Encore plus fort, des chercheurs de l’Université de Southampton sont en train de développer un support de stockage de données miniaturisé composé d’une nanostructure en verre. Ce disque dur de quelques millimètres s’appelle « technologie 5D » (pour 5 dimensions).

Lorsqu’il sera achevé, il pourra stocker 360 TB à température ambiante durant… des milliards d’années ! En outre, il résistera à toutes sortes de réactions chimiques et à des températures grimpant jusqu’à 1000 degrés.

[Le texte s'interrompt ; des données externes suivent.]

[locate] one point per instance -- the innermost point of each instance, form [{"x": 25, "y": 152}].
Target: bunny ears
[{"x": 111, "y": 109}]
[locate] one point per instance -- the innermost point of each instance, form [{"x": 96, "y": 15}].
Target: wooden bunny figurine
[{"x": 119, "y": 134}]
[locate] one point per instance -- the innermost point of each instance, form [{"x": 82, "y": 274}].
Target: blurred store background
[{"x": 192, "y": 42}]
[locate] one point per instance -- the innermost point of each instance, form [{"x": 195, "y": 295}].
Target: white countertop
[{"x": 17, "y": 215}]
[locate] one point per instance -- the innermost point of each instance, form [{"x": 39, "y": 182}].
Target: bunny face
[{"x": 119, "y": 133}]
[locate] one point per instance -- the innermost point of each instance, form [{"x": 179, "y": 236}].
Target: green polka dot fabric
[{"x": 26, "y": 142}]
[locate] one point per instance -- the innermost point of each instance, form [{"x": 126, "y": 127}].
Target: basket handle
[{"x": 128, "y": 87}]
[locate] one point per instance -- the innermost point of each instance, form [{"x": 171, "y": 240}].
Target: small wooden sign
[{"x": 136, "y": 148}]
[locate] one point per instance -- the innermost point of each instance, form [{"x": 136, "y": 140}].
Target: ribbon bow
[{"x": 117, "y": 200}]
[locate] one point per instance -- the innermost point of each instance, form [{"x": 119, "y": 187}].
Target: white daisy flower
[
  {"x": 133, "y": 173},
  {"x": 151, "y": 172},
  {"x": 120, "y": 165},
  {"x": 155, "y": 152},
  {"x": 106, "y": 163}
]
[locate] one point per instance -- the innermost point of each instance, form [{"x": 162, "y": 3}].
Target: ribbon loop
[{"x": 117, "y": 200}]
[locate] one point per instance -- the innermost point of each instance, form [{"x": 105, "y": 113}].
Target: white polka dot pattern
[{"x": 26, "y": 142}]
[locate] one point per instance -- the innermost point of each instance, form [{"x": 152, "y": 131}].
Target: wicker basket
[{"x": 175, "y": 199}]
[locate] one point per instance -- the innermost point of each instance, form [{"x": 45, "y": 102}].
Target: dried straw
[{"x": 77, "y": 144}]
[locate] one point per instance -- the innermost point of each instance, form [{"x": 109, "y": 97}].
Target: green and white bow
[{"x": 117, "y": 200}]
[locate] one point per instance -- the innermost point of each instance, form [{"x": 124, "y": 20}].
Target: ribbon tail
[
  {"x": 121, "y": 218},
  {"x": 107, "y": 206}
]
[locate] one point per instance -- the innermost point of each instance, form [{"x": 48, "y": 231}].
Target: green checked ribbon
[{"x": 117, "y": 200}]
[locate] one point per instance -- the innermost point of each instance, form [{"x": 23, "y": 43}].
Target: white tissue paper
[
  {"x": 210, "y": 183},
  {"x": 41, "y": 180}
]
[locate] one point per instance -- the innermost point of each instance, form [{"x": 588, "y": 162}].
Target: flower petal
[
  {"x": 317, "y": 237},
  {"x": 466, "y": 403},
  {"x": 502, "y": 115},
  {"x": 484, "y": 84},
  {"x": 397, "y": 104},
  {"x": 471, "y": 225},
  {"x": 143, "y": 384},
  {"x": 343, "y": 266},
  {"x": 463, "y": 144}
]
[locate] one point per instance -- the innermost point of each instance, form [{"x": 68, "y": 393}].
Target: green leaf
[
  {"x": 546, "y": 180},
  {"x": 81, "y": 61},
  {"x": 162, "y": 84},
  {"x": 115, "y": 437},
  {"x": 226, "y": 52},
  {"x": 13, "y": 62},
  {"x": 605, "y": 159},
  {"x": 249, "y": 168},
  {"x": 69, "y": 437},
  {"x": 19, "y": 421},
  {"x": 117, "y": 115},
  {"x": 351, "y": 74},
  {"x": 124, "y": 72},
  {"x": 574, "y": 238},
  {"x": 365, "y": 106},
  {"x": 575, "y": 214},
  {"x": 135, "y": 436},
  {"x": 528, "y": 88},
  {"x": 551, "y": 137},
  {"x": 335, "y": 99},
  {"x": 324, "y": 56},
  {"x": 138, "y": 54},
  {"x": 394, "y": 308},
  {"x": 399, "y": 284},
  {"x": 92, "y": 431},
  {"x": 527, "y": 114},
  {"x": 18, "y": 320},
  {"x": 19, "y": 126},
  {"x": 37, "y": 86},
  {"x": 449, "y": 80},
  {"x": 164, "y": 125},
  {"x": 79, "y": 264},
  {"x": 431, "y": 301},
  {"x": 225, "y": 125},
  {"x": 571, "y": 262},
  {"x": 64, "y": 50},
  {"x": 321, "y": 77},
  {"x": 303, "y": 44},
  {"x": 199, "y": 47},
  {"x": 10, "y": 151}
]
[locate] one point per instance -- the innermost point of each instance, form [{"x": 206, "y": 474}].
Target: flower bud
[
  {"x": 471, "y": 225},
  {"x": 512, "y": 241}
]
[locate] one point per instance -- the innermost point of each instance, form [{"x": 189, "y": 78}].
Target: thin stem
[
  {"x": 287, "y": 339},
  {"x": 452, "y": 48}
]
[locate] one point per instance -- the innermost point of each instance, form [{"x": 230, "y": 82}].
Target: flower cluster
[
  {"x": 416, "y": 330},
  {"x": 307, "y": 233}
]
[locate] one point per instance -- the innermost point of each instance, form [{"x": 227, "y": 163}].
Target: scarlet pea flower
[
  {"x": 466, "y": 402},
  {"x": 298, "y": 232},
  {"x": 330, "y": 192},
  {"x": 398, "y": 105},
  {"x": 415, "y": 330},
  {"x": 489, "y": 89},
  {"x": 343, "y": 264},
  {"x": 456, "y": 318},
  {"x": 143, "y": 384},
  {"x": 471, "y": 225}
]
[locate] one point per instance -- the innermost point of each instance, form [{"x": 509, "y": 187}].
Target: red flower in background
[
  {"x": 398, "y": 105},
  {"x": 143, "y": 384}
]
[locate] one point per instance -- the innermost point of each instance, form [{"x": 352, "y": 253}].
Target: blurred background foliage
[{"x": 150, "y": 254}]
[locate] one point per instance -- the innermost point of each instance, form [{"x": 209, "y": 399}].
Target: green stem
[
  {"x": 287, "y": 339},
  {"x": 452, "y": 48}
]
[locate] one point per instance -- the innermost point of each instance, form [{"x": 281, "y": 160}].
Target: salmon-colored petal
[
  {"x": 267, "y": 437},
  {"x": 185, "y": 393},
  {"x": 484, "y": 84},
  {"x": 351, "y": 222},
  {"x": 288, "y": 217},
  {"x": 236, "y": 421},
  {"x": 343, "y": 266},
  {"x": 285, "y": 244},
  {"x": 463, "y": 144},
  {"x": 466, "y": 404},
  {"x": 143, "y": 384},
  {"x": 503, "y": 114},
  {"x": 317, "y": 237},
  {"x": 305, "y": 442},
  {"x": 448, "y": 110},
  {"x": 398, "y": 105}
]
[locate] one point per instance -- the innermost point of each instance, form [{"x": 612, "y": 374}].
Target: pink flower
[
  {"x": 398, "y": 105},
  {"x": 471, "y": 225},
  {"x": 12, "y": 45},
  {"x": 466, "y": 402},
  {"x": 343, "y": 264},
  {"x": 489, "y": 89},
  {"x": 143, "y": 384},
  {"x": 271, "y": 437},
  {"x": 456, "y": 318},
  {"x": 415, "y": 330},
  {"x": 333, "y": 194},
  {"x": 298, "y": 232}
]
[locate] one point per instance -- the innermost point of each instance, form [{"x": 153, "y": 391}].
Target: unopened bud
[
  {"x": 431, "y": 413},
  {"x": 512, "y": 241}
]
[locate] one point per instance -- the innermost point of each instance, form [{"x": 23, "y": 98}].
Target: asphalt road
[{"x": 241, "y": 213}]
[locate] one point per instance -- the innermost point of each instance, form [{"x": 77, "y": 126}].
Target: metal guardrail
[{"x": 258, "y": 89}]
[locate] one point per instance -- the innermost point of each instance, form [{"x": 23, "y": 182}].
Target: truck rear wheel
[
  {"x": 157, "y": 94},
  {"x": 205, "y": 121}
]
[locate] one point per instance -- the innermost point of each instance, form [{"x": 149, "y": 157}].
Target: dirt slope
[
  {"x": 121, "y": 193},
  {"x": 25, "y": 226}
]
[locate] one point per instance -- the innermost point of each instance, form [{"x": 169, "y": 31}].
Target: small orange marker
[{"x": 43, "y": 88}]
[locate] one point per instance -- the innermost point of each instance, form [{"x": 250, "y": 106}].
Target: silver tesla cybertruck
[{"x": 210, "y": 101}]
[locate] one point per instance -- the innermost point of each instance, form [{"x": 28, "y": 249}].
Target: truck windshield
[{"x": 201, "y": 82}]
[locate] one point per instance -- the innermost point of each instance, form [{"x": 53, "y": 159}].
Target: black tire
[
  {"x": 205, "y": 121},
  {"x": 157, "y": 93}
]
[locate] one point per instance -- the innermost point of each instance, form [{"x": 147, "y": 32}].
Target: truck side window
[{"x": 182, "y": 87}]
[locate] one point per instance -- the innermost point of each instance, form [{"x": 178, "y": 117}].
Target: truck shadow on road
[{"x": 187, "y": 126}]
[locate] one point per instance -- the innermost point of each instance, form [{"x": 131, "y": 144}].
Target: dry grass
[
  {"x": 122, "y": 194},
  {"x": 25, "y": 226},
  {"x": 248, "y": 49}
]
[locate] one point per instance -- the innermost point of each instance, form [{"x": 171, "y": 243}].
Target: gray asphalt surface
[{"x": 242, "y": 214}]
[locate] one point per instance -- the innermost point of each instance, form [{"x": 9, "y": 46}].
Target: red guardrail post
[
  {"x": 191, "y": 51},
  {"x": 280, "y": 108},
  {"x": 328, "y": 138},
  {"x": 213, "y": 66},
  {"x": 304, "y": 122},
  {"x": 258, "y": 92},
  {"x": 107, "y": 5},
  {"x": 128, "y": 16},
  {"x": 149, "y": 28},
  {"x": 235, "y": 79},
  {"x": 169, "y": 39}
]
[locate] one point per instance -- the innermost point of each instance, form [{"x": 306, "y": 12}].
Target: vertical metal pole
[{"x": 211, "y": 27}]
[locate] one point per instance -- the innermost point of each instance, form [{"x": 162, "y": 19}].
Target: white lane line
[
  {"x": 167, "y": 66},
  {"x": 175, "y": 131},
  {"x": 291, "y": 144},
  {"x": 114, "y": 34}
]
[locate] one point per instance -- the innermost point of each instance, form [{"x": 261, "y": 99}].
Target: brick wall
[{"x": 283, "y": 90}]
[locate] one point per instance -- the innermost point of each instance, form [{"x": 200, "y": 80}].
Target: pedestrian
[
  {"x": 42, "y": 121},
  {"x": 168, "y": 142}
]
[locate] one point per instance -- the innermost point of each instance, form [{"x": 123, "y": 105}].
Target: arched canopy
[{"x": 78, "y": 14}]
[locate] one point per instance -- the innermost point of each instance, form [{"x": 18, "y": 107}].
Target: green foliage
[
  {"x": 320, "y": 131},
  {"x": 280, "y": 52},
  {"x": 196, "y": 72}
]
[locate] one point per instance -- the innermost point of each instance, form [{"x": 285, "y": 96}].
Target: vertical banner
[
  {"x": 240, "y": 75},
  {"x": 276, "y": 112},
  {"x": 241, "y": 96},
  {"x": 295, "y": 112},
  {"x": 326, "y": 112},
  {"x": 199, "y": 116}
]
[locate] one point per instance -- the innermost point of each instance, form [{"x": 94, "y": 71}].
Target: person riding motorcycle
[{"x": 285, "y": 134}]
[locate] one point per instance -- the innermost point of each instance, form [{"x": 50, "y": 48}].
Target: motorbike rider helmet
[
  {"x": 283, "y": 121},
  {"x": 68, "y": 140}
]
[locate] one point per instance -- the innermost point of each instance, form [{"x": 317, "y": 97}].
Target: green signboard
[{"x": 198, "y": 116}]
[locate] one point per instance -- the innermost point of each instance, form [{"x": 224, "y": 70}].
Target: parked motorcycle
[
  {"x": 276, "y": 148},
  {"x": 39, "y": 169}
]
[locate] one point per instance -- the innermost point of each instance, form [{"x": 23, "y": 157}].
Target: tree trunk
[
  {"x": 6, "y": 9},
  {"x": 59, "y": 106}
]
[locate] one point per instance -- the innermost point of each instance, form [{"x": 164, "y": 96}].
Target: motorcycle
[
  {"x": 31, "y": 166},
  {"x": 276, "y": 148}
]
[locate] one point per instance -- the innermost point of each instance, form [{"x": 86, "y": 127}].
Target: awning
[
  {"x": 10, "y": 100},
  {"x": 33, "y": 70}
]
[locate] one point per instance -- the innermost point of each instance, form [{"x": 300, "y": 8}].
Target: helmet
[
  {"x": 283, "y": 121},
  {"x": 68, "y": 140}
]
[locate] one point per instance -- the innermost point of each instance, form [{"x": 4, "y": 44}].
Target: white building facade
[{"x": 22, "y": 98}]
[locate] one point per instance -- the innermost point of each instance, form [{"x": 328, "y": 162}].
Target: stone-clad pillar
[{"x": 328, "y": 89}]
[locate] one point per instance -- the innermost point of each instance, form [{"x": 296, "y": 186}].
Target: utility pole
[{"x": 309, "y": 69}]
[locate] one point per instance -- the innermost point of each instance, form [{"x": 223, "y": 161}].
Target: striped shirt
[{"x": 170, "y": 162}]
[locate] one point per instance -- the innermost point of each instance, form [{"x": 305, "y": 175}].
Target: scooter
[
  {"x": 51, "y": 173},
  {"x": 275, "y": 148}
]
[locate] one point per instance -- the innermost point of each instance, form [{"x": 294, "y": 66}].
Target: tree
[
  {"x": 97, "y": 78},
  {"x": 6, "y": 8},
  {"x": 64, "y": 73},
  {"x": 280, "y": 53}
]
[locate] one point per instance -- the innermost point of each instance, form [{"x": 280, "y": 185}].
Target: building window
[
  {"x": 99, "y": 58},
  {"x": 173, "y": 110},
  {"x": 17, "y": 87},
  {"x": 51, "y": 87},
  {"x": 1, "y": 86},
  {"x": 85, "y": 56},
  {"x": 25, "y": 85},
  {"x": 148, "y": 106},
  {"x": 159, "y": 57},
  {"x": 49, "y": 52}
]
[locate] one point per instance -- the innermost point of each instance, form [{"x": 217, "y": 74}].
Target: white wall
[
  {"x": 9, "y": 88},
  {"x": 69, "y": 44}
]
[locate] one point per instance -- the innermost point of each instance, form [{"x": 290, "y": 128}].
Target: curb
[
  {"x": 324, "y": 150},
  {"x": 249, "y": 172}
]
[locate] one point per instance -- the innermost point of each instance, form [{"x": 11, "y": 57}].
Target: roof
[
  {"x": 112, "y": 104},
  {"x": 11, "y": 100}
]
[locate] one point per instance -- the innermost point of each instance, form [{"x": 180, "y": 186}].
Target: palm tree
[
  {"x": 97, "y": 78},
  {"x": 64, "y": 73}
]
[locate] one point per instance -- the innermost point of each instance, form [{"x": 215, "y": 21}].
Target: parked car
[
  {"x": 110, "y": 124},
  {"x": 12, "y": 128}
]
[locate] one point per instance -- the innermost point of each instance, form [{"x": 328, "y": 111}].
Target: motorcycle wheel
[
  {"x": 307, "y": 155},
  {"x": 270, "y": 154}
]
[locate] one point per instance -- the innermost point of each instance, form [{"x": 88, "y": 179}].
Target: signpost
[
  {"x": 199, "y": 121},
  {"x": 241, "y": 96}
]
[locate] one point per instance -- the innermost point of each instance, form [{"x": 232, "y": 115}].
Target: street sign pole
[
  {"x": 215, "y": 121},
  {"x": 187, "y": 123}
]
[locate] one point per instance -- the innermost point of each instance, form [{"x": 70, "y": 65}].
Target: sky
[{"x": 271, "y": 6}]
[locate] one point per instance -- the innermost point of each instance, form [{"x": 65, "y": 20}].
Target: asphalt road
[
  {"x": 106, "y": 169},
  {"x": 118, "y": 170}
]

La bande magnétique, valeur sûre d’IBM pour le stockage des données

Enfin, si l’on en croit le CTO d’IBM Dong Xie, l’avenir du stockage de données est tout simplement la bande magnétique. Cela fait 50 ans que ce support est utilisé et plébiscité pour sa capacité, son prix attractif ou encore pour sa durabilité pouvant aller de 30 à 50 ans. Toutefois, alors que le volume mondial des données devrait atteindre 175 ZB d’ici 2025* (contre 33 en 2018), Dong Xie recommande de l’intégrer à une stratégie multi supports pour rendre le stockage plus efficace, comme le FLAPE, par exemple, qui est un mix entre la bande magnétique et le stockage flash.

Actuellement, près de 80 % des données des datas centers sont stockées sur bande magnétique.

*Estimation issue d’une étude IDC

Conclusion

Comme vous pouvez le constater, le futur nous réserve des solutions inédites et époustouflantes en matière de stockage de données. Finalement, quel que soit le support utilisé aujourd’hui ou demain, les défis du data scientist restent les mêmes : le classement fiable, optimal et rapide avec un accès instantané, la durabilité du support, le coût bas et bien sûr, un stockage maximum sur une surface minimum.